I finally told my MIL that we will be hsing this year. I accompanied it with the new job, almost double pay per hour, more flexibility, and how excited the kids are.
She "respectfully disagrees." While I appreciate her saying so, and keeping her opinion to herself for the most part, I am sad. I wished that she had overheard us and had had time to think about why we would make this decision and to trust that we didn't make it lightly. I had hoped she would understand that this will really be best for both kids.
We live with her, if we did not I probably would have just let her find out on her own through the grapevine, but since we live with her I felt it was respectful and the right thing to do to inform her of our plans.

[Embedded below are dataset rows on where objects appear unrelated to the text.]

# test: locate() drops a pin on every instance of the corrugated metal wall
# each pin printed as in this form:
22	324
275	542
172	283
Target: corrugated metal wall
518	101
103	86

Her biggest concerns seem to be a)me and DD fighting, we do fight, but I feel that when we can spend all our good time together, we can form a closer relationship. We will always fight, she will always be a girl and I will always feel that I am the parent (until she is an adult, then I think I will losen up). I feel like we will have a lot more time together to spend happily, not fighting. But there will still be times when the 10yo talks back or pushes buttons. MIL had 3 boys and I think she just doesn't get the dynamic between mom and daughter...it doesn't help that she is not biologically mine, she is my DHs. But her mother is not present or involved and so I am her mom. My MIL did not like DDs biomom, but she also always thought kids should be with their moms and didn't approve of my DH having custody. She even wanted to know what biomom was saying about hsing, we haven't told her yet and DH doesn't have to ask her, he just has to inform her.
And b)DH and I paying off our student loans so we can buy a house. Basically what that comes down to is, either less loans or more income and we will be approved for a mortgage, with my new job-depending on the hours-it is possible I will be bringing home more money. Our loans are basically in limbo right now while our income is lower, the pmts are $0. Since DH and I both just started new jobs (I haven't even started yet) we have to wait a little bit to get a mortgage. It has been a catch 22 for the past 7 years. We are always *this* close.
I appreciate my MIL, I love that even though she is not for us hsing, she decided to ask some questions and then respectfully disagree. But I am really quite sad that she can't see why we think this is best. I just let my hopes get too high that she would approve, I guess.
Sorry this was so long and OT, my DH is sleeping and I needed to talk it out. I really might just cry.